For a few moments they all were silent.

“Mr. Brown,” said Muriel, breaking the pause, “we owe you the most cordial thanks. You have saved this man’s life.”

“I’m afeard, Miss Eastman, that his life’s not worth saving,” returned the negro, in an exhausted voice, wiping away, with his shirt-sleeve, as he spoke, the streaming moisture which shone on his swart visage. “He’s in a fit, aint he, Mr. Harrington?” he added, glancing at the slaveholder, who sat, flaccid and inanimate, between the young man and Muriel.

“No, he has only fainted,” replied Harrington. “We must revive him.”

He removed the Southerner’s hat, took off his neckcloth, and opened his shirt, to give him air, while Muriel busied herself with fanning him, using his hat for that purpose. She had dropped her fan and parasol on the steps at the time when Tugmutton had screamed to them what was going on in Roux’s room.

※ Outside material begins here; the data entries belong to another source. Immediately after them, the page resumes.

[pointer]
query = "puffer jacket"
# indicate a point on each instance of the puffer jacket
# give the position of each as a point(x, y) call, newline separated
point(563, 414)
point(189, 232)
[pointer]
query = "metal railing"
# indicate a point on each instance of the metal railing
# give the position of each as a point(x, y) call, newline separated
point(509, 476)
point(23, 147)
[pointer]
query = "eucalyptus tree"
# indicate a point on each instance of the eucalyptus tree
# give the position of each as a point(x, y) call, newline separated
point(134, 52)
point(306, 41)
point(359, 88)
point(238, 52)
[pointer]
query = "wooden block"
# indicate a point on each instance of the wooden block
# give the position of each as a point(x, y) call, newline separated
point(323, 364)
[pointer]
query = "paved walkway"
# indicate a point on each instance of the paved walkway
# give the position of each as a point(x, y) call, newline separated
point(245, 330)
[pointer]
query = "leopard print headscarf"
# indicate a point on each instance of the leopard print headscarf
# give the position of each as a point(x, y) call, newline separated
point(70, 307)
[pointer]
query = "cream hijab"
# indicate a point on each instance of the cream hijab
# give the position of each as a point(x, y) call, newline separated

“I should just like to know the rights of this matter, Mr. Harrington,” said Brown, “for I’ve got no clar understandin’ of it, any way. The fust thing I knew, I heerd a hollerin’ in the street, and I caught a sight of that boy of Roux’s tearin’ like mad from house to house, bawlin’ somethin’ or other, and the folks comin’ out and runnin’ in all sorts of ways, shoutin’, till the street filled with ’em. I stood a minute, and then I run down to Tug. ‘Hullo, you young devil,’ says I, ‘what’s to pay.’ ‘There’s a kidnapper luggin’ off father,’ he bawls, and off he goes like a shot, hollerin’ that into the houses, and dodgin’ about like a Ingy rubber ball. I sung out, ‘come on, men,’ and I put for Roux’s, knife in hand, lickedy split. That’s all I know.”